Case Study #2: Open Discover® Workflow Management System's (WMS) Document Processing Performance on a Single Desktop PC

For Microsoft Azure performance case study see: https://github.com/dotfurther/Open-Discover-WhitePaper-1

Nearly 140 GB/hour processing rate based on collection (matter) end-to-end processing time on a single desktop PC

The end-to-end processing time includes:

Container extraction
Document text, metadata, language identification, embedded object/attachment extraction
PII/PHI/FERPA entity extraction
De-Nist of all documents
Deduplication of all documents
Load file creation (document and entity Relativity Dynamic Object (RDO) load files)

Processed Collection (Matter) for this Study:

Digital Corpora "Govdocs1" open-source dataset of nearly 1 million freely redistributable files
"Govdocs1" is 1000 ZIP (.zip) files, each with 1000 files.
"Govdocs1" total ZIP file size: 310.5 GB in size.
"Govdocs1" is 8 million documents and attachments expanded after processing.
"Govdocs1" 1 TB expanded size after processing all containers, attachments, and embedded documents (see Image 1)
Executable and other 'junk' file types were NOT excluded from processing.
OCR was not enabled for this study because OCR performance is based on how many OCR engines licensed or if user uses a web based OCR API. This case study is about raw processing performance without OCR; however, dotFurther's WMS has a very scalable solution for OCR.
"Govdocs1" is one of many QA tests that dotFurther runs before approving a new release.

Desktop PC Configuration:

AMD Ryzen 9 5950X 16-Core Processor (3.40 GHz)
128 GB RAM
Windows 11 Pro
Workflow Managment System (WMS) installed.

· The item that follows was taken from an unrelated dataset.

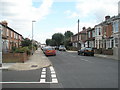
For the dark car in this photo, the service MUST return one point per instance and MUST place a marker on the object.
(86, 51)
(49, 51)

WMS is a tasking based document processing/extraction/OCR system.
2 WMS Processing/OCR Workers (a WMS Worker is a distributable multi-threaded document processing/extraction/OCR engine)
SQL Server (storgage for WMS project/collection databases)
RabbitMQ (used for tasking message communication between WMS and Workers)

Processing Summary Results:


Collection (Matter) input document and container size:	310.5 GB
Total expanded document size after processing:	1.09 TB
Collection (Matter) input document and container count:	1,000 ZIP files
Total expanded document count after processing:	8,008,540
Total original document count:	4,622,569
Total excluded document count:	0
Total empty (zero-byte) document count:	1,138,239
Total container unextractable document count:	1
Total NIST document count:	478,585
Total elapsed processing time (end-to-end):	7.88 hours
Expanded document processing rate:	137.95 GB/hour

See Image 1 for a WMS processing summary screen shot.

An 'original' document is the document chosen to be the representing document from a duplicate set of documents.
A 'container unextractable document' is a document that could not be extracted from a container (e.g., a password protected ZIP archive where no password was provided to extract archive documents).

Future Improvement:

We have an easy performance improvement in the works that will increase WMS Worker processing/extraction performance by another 30-40%.

Image 1: Processing Summary

Screen shot of the collection's post-processing report. Note: An 'original' document is the document chosen to be the representing document from a duplicate set of documents.